Endangered mammals in the country include the Haitian solenodon and the Hispaniolan hutia. A number of species of rodents formerly present have been driven to extinction, including montane hutia, Puerto Rican hutia, Samana hutia, twisted-toothed mouse, Lemke's hutia, Hispaniolan edible rat and imposter hutia.
There are a large number of species of bats and many are endemic to Haiti. Some of the identified bat species are: greater bulldog bat, sooty mustached bat, Waterhouse's leaf-nosed bat, Pallas's mastiff bat, Mexican funnel-eared bat, big free-tailed bat, Cuban flower bat, Cuban fig-eating bat, Parnell's mustached bat, Brazilian free-tailed bat, Jamaican fruit-eating bat and Cuban fruit-eating bat.
A notable introduced mammal is the wild boar.
Etang Saumâtre has over 100 waterfowl species as well as flamingo. There are over 200 species of avifauna, including the palmchat, La Selle thrush, introduced guineafowl, and grey-crowned tanager which is unique to Haiti.
BirdLife International has identified 10 Important Bird Areas in Haiti, which cover about 23,200 hectares (57,000 acres) (1% of land area of Haiti). Of these, five are located in the four protected areas system while the other five are yet to be initiated. The prominent near threatened species is the grey-crowned palm-tanager (Phaenicophilus poliocephalus). As of 2013, the bird species identified are 266 of which globally threatened are 14, 2 are endemic. and nine introduced species. The species which are critically threatened, near threatened, endangered and vulnerable category are the following. Hispaniolan trogon (Priotelus roseigaster) is endemic, near threatened according to Red List IUCN and is the national bird of Haiti.
- Critically endangered
- Ridgway's hawk (Buteo ridgwayi)
- Bay-breasted cuckoo (Coccyzus rufigularis)
- La Selle thrush (Turdus swalesi)
- Hispaniolan crossbill (Loxia megaplaga)
- Northern bobwhite (Colinus virginianus)
- Reddish egret (Egretta rufescens)
- Piping plover (Charadrius melodus)
- Semipalmated sandpiper (Calidris alba)
- Buff-breasted sandpiper (Tryngites subruficollis)
- White-crowned pigeon (Patagioenas leucocephala)
- Plain pigeon (Patagioenas inornata)
- Least pauraque (Siphonorhis brewsteri)
- Chimney swift (Chaetura pelagica)
- Hispaniolan trogon (Priotelus roseigaster)
- Palm crow (Corvus palmarum)
- Golden-winged warbler (Vermivora chrysoptera)
- Gray-crowned palm-tanager (Phaenicophilus poliocephalus)
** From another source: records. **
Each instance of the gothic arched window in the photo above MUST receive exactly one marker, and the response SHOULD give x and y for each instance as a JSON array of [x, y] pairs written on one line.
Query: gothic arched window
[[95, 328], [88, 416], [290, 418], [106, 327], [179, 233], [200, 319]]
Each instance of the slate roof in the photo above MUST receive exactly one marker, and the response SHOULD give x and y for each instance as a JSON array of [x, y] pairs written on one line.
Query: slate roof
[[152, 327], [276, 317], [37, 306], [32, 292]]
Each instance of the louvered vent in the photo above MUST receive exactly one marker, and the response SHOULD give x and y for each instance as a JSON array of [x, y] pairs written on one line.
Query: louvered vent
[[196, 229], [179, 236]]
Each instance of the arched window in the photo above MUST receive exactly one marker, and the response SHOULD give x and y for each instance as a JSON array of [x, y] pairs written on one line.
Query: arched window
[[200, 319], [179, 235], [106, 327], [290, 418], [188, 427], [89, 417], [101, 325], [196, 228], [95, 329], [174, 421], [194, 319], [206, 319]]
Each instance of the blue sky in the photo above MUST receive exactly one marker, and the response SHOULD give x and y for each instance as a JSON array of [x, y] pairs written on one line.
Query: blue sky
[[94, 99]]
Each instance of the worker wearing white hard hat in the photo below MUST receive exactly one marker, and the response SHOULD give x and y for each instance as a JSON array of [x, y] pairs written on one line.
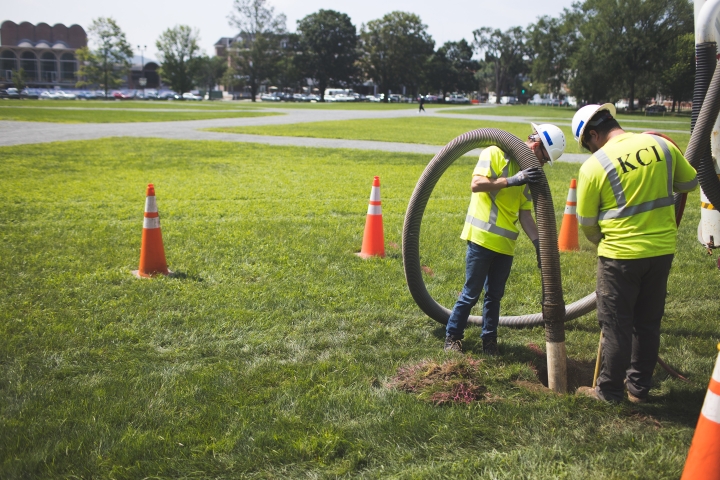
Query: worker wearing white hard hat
[[500, 200], [625, 206]]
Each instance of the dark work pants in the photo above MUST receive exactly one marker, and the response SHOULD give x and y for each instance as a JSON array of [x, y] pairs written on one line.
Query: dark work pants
[[631, 302], [484, 270]]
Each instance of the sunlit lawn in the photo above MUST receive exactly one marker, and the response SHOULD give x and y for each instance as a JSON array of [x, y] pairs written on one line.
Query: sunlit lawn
[[268, 355], [425, 130], [97, 115]]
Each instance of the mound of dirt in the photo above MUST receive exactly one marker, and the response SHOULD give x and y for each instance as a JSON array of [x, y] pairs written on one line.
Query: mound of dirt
[[454, 381]]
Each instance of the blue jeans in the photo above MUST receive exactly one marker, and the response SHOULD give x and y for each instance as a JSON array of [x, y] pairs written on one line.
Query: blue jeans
[[484, 270]]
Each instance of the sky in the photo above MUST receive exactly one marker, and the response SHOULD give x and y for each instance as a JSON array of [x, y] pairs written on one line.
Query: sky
[[144, 20]]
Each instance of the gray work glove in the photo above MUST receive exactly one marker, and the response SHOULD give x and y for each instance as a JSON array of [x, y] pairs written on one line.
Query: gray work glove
[[530, 175], [536, 242]]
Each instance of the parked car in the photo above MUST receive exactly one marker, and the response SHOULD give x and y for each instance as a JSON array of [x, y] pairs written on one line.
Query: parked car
[[169, 95], [456, 98], [655, 109], [150, 94], [86, 95]]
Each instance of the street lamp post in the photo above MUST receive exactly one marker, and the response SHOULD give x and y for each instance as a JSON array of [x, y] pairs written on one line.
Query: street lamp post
[[142, 80]]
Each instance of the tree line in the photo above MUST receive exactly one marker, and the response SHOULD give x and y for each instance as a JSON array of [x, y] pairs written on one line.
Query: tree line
[[596, 50]]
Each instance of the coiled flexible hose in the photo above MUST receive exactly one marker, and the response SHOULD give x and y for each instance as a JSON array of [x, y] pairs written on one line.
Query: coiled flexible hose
[[699, 151], [554, 310], [705, 111]]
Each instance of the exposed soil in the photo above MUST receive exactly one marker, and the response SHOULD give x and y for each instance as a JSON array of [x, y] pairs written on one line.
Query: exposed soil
[[578, 373]]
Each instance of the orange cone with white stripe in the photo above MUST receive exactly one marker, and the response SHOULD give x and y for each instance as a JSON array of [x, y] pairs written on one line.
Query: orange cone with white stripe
[[373, 238], [703, 462], [152, 252], [568, 238]]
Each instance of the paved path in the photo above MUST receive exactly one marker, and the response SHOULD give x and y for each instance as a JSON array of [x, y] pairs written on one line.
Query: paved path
[[19, 133]]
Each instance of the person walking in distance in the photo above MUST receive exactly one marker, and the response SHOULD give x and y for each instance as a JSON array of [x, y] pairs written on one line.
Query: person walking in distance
[[500, 197], [625, 206]]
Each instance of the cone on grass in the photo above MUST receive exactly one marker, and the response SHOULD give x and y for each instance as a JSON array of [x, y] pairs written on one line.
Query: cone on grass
[[152, 252], [373, 238], [703, 462], [568, 238]]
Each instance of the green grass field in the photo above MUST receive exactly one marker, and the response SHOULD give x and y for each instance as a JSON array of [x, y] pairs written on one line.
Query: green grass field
[[96, 115], [425, 130], [269, 354]]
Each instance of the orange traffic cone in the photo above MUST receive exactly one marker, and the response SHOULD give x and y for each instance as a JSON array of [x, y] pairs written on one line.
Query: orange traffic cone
[[703, 462], [373, 238], [152, 252], [568, 241]]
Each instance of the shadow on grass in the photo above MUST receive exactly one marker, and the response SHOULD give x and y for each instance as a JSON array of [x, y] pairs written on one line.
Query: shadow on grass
[[185, 276]]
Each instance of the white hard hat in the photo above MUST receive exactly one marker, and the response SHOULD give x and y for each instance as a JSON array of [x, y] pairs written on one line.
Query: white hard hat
[[583, 116], [552, 139]]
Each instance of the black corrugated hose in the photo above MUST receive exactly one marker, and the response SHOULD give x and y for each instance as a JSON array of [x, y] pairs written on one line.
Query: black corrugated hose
[[699, 151], [706, 106], [554, 310]]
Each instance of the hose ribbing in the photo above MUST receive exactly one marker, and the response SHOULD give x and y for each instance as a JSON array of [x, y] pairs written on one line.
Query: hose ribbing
[[699, 151]]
- West Indian whistling-duck (Dendrocygna arborea)
- Hispaniolan parakeet (Aratinga chloroptera)
- Hispaniolan parrot (Amazona ventralis)
- White-necked crow (Corvus leucognaphalus)
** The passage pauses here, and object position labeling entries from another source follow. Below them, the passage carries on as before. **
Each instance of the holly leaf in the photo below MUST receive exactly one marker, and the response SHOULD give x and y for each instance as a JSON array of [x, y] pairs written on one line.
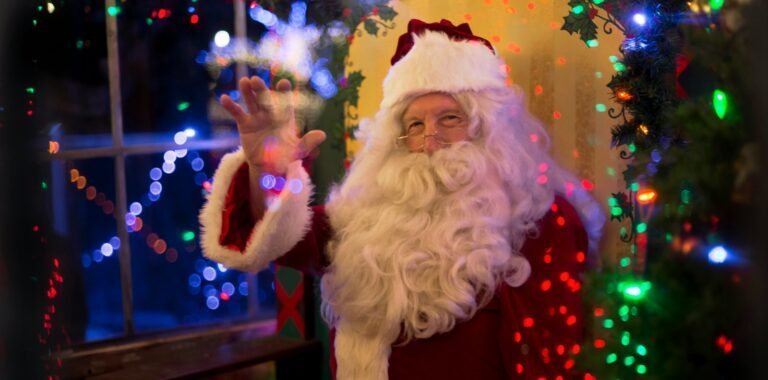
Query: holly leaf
[[350, 92], [386, 13], [371, 27]]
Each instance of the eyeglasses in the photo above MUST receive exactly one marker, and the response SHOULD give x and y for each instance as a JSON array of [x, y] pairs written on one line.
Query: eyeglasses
[[447, 132]]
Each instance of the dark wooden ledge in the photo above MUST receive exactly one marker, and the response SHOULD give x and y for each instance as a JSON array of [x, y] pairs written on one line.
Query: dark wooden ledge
[[195, 354]]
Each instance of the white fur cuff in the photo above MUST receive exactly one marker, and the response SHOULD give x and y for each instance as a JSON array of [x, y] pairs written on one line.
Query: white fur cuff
[[284, 224]]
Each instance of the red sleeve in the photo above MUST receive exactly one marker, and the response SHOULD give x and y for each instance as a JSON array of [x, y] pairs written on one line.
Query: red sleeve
[[308, 255], [543, 319]]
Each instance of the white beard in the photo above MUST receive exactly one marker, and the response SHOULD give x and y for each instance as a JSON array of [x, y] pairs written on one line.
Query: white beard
[[423, 245]]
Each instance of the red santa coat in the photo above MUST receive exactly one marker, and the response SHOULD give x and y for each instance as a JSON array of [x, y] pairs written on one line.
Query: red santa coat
[[529, 332]]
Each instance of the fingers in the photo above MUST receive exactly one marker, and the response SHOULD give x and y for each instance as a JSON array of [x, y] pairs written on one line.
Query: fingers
[[284, 85], [233, 108], [310, 142]]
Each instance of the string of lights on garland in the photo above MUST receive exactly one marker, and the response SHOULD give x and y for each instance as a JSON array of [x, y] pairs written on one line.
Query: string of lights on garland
[[668, 306]]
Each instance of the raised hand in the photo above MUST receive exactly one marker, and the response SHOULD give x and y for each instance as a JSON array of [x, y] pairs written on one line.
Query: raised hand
[[268, 132]]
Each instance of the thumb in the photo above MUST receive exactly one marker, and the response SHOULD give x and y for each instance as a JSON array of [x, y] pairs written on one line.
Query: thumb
[[309, 142]]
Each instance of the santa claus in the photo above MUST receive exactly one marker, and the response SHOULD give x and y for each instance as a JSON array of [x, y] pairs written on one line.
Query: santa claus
[[453, 247]]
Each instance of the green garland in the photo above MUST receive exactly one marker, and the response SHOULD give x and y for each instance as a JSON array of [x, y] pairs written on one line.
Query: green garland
[[671, 314]]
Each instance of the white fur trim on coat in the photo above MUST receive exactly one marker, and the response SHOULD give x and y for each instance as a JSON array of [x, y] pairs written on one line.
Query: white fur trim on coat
[[284, 224], [437, 63]]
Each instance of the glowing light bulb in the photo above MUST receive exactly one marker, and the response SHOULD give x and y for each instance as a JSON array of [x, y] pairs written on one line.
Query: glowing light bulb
[[640, 19], [720, 103], [221, 38], [718, 255], [646, 196]]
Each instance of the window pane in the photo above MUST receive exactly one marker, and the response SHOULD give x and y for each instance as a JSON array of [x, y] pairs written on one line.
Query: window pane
[[165, 83], [173, 284], [89, 302], [73, 78]]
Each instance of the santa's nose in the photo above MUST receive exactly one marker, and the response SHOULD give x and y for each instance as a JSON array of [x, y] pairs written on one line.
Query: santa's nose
[[431, 143]]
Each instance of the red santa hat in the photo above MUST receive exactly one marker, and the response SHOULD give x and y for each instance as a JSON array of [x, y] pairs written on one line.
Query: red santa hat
[[441, 57]]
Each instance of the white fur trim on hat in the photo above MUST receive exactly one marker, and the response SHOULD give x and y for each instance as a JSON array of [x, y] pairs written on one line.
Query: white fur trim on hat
[[437, 63], [284, 224]]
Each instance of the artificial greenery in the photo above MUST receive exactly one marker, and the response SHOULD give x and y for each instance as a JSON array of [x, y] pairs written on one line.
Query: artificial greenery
[[700, 167]]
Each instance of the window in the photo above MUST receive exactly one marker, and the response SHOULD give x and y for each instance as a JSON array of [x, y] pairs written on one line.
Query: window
[[137, 134]]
- Golden swallow (Tachycineta euchrysea)
- Bicknell's thrush (Catharus bicknelli)
- White-winged warbler (Xenoligea montana)
The American crocodile is reported at Etang Saumâtre. Caimans are also reported in the rivers in the southern part of the peninsula. Snake charming is an active trade in Haiti, and wild snakes are often hunted in the country.
Six species of amphibians (frogs) have been reported. These are: Hispaniolan ventriloquial frog, Macaya breast-spot frog, La Hotte glanded frog, Macaya burrowing frog, Mozart's frog and Hispaniolan crowned frog. However, La Selle grass frog, the reportedly extinct species, has not been traced. The endemic frogs species are found in the remote southern mountains of Haiti and are considered "a ‘barometer species’ for ecological health" of the island country.
A certain species of tree snail in Haiti can only survive on a specific type of tree in the country. Such snails, such as the candy-stripe tree snail, are "so admired for their beauty".